Let $\Lambda$ be a real, positive definite, symmetric $n\times n$ matrix with ordered eigenvalues $0<\lambda_1\le\dots\le\lambda_n$. For any unit vector $y$, we can construct another matrix in the following fashion: $$M = \Lambda - \frac{(\Lambda y)(\Lambda y)^t}{y^t\Lambda y}$$ M is symmetric and positive semi-definite with a zero eigenvector $y$.
The question: what can be said about the other eigenvalues? For example, since M is symmetric, all other eigenvectors will be perpendicular to $y$. Take any such $x$, then $$x^tMx = x^t\Lambda x - \frac{(y^t\Lambda x)^2}{y^t\Lambda y}\le \lambda_n x^tx$$ and we conclude that the other eigenvalues cannot exceed the largest one of $\Lambda$. Is the same true for the smallest eigenvalue, i.e. the smallest non-zero eigenvalue of $M$ is at least as large as the smallest eigenvalue of $\Lambda$?

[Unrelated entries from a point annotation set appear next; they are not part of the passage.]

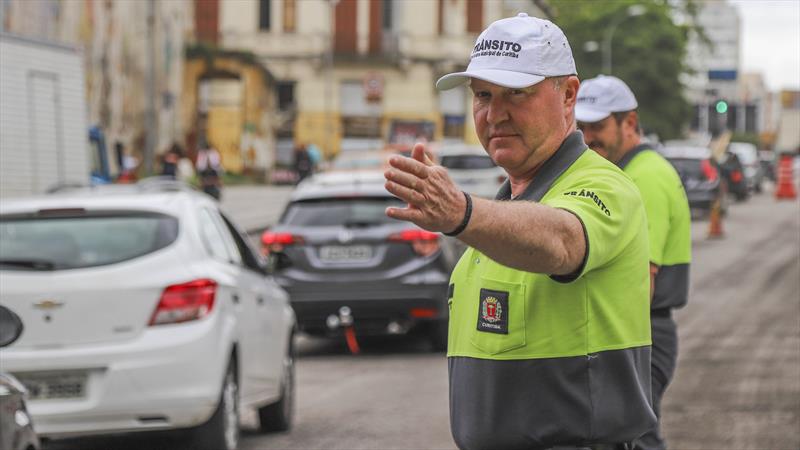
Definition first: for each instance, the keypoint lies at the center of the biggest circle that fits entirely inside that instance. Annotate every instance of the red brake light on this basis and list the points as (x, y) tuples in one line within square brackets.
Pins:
[(708, 170), (423, 313), (185, 302), (275, 242), (424, 243)]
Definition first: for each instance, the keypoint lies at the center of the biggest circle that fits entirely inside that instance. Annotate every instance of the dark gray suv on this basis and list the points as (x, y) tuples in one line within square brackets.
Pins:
[(335, 247)]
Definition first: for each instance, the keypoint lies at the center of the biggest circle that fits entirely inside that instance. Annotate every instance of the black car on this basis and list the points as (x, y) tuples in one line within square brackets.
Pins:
[(335, 248), (699, 174)]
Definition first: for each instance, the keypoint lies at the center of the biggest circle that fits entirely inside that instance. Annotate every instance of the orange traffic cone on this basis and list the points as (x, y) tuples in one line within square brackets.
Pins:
[(785, 188), (715, 221)]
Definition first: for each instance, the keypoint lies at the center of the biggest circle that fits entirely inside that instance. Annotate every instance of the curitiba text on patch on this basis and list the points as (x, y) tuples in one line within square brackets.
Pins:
[(591, 195), (494, 47)]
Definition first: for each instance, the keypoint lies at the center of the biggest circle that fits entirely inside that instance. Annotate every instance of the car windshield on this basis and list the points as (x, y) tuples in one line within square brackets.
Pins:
[(467, 162), (351, 212), (79, 241)]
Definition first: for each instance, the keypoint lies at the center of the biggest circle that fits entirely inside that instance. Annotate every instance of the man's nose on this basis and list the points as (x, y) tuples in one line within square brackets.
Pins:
[(498, 112)]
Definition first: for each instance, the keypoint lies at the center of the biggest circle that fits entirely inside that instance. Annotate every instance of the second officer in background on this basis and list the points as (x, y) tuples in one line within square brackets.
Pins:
[(606, 113)]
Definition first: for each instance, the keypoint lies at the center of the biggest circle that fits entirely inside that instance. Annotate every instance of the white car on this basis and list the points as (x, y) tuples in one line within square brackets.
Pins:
[(145, 309), (472, 169)]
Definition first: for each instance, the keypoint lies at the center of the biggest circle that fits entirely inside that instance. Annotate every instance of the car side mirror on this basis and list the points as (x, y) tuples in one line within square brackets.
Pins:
[(10, 326)]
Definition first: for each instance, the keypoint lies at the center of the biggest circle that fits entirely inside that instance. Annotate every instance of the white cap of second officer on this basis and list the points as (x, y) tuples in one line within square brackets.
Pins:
[(599, 97)]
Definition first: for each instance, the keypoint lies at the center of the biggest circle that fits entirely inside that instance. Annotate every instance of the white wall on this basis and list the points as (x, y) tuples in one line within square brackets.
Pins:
[(28, 164)]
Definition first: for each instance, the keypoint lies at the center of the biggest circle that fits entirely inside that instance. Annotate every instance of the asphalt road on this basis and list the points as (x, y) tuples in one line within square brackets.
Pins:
[(737, 385)]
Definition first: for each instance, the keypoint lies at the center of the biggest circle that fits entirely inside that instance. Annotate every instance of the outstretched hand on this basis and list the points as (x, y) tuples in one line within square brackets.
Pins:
[(433, 200)]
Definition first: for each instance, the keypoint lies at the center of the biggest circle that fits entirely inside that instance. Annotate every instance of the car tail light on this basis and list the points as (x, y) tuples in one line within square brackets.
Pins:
[(423, 313), (185, 302), (424, 243), (709, 171), (276, 242)]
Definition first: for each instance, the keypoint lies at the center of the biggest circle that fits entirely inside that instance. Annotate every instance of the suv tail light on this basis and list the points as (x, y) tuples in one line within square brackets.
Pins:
[(708, 170), (424, 243), (185, 302), (276, 242)]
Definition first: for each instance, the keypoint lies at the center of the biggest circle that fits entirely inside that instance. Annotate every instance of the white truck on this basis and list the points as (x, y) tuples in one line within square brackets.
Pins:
[(43, 131)]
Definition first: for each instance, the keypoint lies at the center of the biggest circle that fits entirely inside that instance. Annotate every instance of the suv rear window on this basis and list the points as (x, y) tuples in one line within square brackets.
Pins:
[(350, 212), (686, 167), (467, 162), (42, 242)]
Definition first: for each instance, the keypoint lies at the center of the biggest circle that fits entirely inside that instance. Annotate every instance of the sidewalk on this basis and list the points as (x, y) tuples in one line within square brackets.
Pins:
[(255, 207)]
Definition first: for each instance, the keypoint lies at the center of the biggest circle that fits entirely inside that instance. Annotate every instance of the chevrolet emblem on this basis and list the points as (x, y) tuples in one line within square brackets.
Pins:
[(47, 305)]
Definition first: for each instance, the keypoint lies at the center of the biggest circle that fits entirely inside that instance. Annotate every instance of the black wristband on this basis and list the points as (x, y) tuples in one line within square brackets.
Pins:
[(467, 215)]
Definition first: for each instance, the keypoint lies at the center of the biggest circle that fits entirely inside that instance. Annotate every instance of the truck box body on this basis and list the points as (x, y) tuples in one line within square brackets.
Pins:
[(43, 128)]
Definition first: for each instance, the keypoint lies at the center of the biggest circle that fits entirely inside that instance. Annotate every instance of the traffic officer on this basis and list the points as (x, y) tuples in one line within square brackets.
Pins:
[(549, 335), (606, 112)]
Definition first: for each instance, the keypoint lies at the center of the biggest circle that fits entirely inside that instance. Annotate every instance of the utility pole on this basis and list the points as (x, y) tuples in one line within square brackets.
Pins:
[(151, 131), (329, 128)]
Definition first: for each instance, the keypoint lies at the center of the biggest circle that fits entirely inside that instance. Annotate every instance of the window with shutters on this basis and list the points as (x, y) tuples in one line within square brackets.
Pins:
[(264, 14)]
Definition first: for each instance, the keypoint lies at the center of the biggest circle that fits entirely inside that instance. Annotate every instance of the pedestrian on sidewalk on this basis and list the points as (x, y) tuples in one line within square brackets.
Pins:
[(606, 113), (549, 333), (209, 169)]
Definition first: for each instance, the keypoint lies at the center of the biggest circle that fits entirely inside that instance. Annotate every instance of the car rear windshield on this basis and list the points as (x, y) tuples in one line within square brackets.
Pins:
[(467, 162), (54, 242), (687, 167), (348, 212)]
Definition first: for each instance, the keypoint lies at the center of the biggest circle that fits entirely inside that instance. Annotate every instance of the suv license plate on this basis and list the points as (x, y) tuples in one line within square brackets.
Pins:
[(351, 253), (54, 385)]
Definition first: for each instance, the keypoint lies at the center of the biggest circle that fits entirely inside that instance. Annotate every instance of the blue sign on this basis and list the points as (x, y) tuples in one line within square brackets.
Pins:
[(722, 75)]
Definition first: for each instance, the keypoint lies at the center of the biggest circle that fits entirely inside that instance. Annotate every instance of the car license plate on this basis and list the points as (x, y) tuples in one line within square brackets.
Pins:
[(349, 253), (54, 385)]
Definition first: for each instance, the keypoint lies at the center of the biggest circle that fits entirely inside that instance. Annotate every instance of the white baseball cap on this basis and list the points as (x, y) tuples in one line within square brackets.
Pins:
[(601, 96), (516, 52)]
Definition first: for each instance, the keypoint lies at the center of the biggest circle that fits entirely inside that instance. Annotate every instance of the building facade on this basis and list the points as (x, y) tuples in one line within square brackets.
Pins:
[(724, 98), (359, 74), (133, 62)]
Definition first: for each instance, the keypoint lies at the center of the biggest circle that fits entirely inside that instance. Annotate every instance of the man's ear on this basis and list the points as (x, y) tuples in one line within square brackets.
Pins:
[(632, 122), (570, 87)]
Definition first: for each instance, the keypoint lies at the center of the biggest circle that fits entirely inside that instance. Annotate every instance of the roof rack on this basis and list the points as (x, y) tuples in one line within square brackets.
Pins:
[(163, 184), (149, 184)]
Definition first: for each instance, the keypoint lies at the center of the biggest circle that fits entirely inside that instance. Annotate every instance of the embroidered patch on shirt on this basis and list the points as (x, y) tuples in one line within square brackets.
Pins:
[(493, 311)]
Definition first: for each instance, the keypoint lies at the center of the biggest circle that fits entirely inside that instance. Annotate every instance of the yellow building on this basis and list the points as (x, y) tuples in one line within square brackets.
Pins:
[(357, 74), (228, 97)]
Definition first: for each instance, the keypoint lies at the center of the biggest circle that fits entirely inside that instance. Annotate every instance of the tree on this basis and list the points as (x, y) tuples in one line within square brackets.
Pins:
[(648, 53)]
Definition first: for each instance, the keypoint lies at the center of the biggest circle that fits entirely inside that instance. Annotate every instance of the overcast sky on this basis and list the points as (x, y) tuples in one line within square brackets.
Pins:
[(770, 40)]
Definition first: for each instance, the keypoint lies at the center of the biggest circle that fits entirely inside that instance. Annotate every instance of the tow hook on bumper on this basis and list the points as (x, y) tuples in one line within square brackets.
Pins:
[(345, 320)]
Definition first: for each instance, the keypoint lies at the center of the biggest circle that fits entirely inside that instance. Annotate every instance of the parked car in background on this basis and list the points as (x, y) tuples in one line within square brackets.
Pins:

In short the answer is yes. Actually you can prove that there exists an ordering of the eigenvalues of the two matrices. The proof is easy; just use the min-max theorem, which states that for non-zero vectors $x$:
$$\lambda_k=\min_{U}\max_{x\in U, \dim U=k}\frac{x^t\Lambda x}{{||x||}^2}$$
but since we know that:
$$\frac{x^t\Lambda x}{{||x||}^2}\geq \frac{x^tM x}{{||x||}^2}$$
The result that the k-th larger eigenvalue of $\Lambda$ exceeds that of $M$ readily follows:
$$\lambda_k\geq \mu_k$$
where $\Lambda x_k=\lambda_kx_k$ , $M y_k=\mu_ky_k$, and the eigenvalues are ordered.